À Ota, une petite maison surmontant un atelier devient cas d’école. L’édifice, bâti en zone inconstructible voilà des années et source de pollution, est voué aux pics des démolisseurs. Le couple de propriétaires, à l’hiver de sa vie, allait être expulsé. Opposition compassionnelle des habitants, réactions outrées dans toute l’île. Symbole d’un amalgame entre État de droit et droits de l’État ?
Par Jean Poletti
Appliquer une décision de justice. Rien de plus banal. Dura lex, sed lex, professe l’adage. Mais ce docte précepte se heurte parfois à des considérations humaines, pour ne pas dire morales. Il émeut les consciences et ravale des décisions de justice dans le camp de l’iniquité. Lorsque au nom d’un jugement se délite l’intelligence dans son exécution, un sentiment d’arbitraire s’instaure. Dessinant dans la mémoire collective le visage de l’injuste force de la loi.

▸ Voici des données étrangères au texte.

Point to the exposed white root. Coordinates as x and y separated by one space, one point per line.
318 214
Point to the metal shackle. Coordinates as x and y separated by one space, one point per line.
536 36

Voilà ce qui prévalut dans cette levée de boucliers à Ota. Nul ne contestera la validité des procédures administratives qui aboutirent à cet épilogue. Pourtant ce dossier illustre avec acuité qu’entre le strict règlement et la contingence d’une situation peut et doit s’insérer le bon sens. Chose au monde selon Descartes la plus partagée !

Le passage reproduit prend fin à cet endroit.